Consider a neural network for a quantitative outcome as in (11.5), using squared-error loss and identity output function \(g_k(t) = t\). Suppose that the weights \(\alpha_m\) from the input to hidden layer are nearly zero. Show that the resulting model is nearly linear in the inputs.

Soln. 11.2

One implicit assumption of this exercise is that the neural network uses sigmoid activation function (actually, any general activation function with the property that it's almost linear near origin). Recall that the sigmoid activation function is

\[\begin{equation} \sigma(\nu) = \frac{1}{1 + e^{-\nu}}.\non \end{equation}\]

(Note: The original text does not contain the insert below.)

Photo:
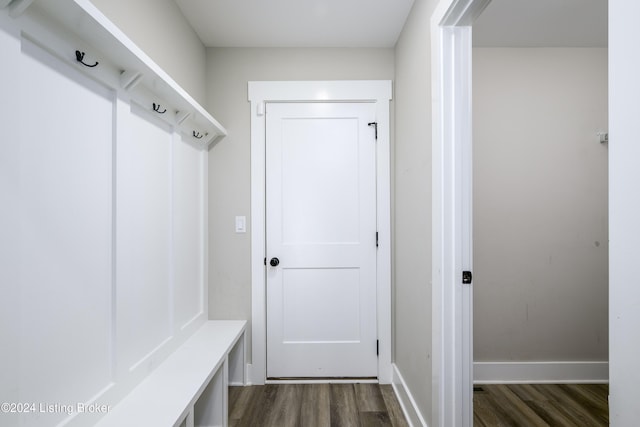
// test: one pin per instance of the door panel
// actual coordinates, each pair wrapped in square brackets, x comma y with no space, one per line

Let \(\mu(x) = \frac{1}{2}(1+x)\). Note that

\[\begin{eqnarray} \lim_{x\ra 0}\mu(x)/\sigma(x) &=& \lim_{x\ra 0}\frac{1}{2}(1+x)(1+e^{-x})\non\\ &=&\lim_{x\ra 0}\frac{1}{2}\left(1 + e^{-x} + x + xe^{-x}\right)\non\\ &=&1.\non \end{eqnarray}\]

When \(\alpha_m\) are nearly zero, so are \(\alpha_m^TX\). Note that if we add bias term into and enlarge \(X\) (that is, each row of \(X\) has 1 in the first position), then \(Z_m = \sigma(\alpha_m^TX) \sim \frac{1}{2}(1 + \alpha_m^TX)\). Therefore the resulting model is nearly linear in \(X\), since \(g_k\) is identity.